Arrays (including strings) are passed by reference in most high level languages. int foo(char*)
just gets a pointer value as an arg, and a pointer typically one machine word (i.e. fits in a register). In good modern calling conventions, the first few integer/pointer args are typically passed in registers.
In C/C++, you can't pass a bare array by value. Given int arr[16]; func(arr);
, the function func
only gets a pointer (to the first element).
In some other higher level languages, arrays might be more like C++ std::vector
so the callee might be able to grow/shrink the array and find out its length without a separate arg. That would typically mean there's a "control block".
In C and C++ you can pass structs by value, and then it's up to the calling-convention rules to specify how to pass them.
x86-64 System V for example passes structs of 16-byte or less packed into up to 2 integer registers. Larger structs are copied onto the stack, regardless of how large an array member they contain (What kind of C11 data type is an array according to the AMD64 ABI). (So don't pass giant objects by value to non-inline functions!)
The Windows x64 calling convention passes large structs by hidden reference.
Example:
typedef struct {
// too big makes the asm output cluttered with loops or memcpy
// int Big_McLargeHuge[1024*1024];
int arr[4];
long long a,b; //,c,d;
} bigobj;
// total 32 bytes with int=4, long long=8 bytes
int func(bigobj a);
int foo(bigobj a) {
a.arr[3]++;
return func(a);
}
source + asm output on the Godbolt compiler explorer.

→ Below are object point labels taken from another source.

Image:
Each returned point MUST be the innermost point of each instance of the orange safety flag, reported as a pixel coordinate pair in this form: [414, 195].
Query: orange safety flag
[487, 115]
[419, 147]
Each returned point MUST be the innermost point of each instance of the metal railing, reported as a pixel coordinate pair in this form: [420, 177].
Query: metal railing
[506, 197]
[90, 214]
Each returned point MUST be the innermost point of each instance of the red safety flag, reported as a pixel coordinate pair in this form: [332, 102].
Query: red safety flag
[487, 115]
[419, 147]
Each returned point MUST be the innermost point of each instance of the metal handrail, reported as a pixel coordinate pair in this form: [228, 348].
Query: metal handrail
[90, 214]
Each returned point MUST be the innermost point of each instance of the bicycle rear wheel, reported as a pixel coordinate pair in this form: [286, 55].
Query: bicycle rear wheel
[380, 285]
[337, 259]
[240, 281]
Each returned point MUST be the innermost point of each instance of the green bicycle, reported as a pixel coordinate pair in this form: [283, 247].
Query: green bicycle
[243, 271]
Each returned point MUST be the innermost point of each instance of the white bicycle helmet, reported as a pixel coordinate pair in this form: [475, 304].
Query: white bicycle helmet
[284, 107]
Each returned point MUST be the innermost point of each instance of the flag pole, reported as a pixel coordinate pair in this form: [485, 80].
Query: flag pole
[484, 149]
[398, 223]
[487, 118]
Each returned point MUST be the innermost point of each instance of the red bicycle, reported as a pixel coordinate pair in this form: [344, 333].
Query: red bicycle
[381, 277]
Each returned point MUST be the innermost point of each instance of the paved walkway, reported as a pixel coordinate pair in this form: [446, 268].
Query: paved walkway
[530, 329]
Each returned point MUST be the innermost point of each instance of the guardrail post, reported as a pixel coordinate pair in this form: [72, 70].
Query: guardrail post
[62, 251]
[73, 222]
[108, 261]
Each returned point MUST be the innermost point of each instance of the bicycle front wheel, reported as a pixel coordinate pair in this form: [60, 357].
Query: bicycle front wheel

You can try other architectures on Godbolt with their standard calling conventions, like ARM or AArch64. I picked x86-64 because I happened to know of an interesting difference in the two major calling conventions on that one platform for struct-passing.
x86-64 System V (gcc7.3 -O3
): foo
has a real by-value copy of its arg (done by its caller) that it can modify, so it does so and uses it as the arg for the tail-call. (If it can't tailcall, it would have to make yet another full copy. This example artificially makes System V look really good).
foo(bigobj):
add DWORD PTR [rsp+20], 1 # increment the struct member in the arg on the stack
jmp func(bigobj) # tailcall func(a)
x86-64 Windows (MSVC CL19 /Ox
): note that we address a.arr[3] via RCX, the first integer/pointer arg. So there is a hidden reference, but it's not a const-reference. This function was called by value, but it's modifying the data it got by reference. So the caller has to make a copy, or at least assume that a callee destroyed the arg it got a pointer to. (No copy required if the object is dead after that, but that's only possible for local struct objects, not for passing a pointer to a global or something).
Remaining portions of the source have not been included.